While bustling Atlanta is Georgia’s main draw, you may not know that this southern state boasts a number of natural attractions, as well. Escape the urban sprawl at one of these incredible outdoor wonders.
Cumberland Island, Where Wild Horses Roam Free
A sprawling area of pristine white sand beaches along the Atlantic marked by the wild horses who’ve roamed the area what’s estimated to be as far back as the 16th century, the dunes, mashes, and stately plantation houses make an interesting backdrop to disconnect with no phones, no roads and very few permanent residents to speak of. Most of the area is a designated National Seashore with 9,800 acres of protected Wilderness.
Bellwood Quarry, A Walking Dead Tour
If you’re a fan of AMC’s post-apocalyptic horror drama, a trip to the zombie survivor’s camp is a must. Actually just a few miles outside of downtown Atlanta the 100-year old granite quarry is being converted into a lake as part of the new 300-acre park along Atlanta's Beltline, a 22-mile corridor of parks, trails, and transit that will encompass the city. The proposed Westside Park is nearly twice the size of Atlanta's current largest city park, Piedmont Park.
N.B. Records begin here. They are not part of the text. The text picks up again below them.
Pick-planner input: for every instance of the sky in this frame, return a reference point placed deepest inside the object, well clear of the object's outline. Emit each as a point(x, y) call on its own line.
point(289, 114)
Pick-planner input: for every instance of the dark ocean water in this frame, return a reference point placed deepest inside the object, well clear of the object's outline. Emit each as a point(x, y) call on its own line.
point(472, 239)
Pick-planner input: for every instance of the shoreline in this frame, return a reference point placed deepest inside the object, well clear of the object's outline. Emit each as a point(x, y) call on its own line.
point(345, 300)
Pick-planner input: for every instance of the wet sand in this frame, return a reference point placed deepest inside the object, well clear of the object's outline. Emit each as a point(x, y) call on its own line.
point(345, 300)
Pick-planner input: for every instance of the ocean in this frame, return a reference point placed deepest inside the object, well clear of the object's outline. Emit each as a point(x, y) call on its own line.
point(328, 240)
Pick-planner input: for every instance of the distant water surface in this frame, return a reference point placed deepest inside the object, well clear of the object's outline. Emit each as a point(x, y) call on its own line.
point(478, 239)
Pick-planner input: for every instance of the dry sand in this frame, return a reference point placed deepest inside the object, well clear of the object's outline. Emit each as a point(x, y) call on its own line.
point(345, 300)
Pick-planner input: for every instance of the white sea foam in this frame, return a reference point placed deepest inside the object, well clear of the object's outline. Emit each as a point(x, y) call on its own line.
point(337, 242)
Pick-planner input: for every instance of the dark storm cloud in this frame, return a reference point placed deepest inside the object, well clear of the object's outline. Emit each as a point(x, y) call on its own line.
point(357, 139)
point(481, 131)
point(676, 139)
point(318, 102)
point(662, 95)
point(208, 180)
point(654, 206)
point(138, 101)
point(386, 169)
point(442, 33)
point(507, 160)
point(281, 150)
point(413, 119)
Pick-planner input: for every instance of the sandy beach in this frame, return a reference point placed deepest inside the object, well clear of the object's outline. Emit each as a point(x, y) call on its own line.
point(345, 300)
The area was also used as a filming location for the Vampire Diaries.
Fricks Cave, Georgia’s Richest Biologic Environment
Home to 10,000 endangered gray bats, Georgia’s only known population of the rare Tennessee cave salamander, and 33.8 acres of north Georgia karstland, this extremely unique area of wildlife is protected by the Nature Conservancy, who opens up the caves to visitors just one day a year in winter when the bats are not present. Don’t try to sneak in either because fees if you’re caught can run you up to a whopping $50,000.
Tallulah Gorge, “Niagara Falls of the South”
One of the most spectacular canyons in the eastern U.S., the suspension bridge overlooking Tallulah Gorge is a sight to see. A collection of six waterfalls, anyone can hike the rim for gorgeous vistas, but to reach the gorge floor only 100 visitors a day are given the opportunity to brave the slippery two-mile hike through the cascading waters. Don’t worry though; there are a number of other cool ways to explore the area by white water rafting, slackline (tight rope tours), or full moon hikes.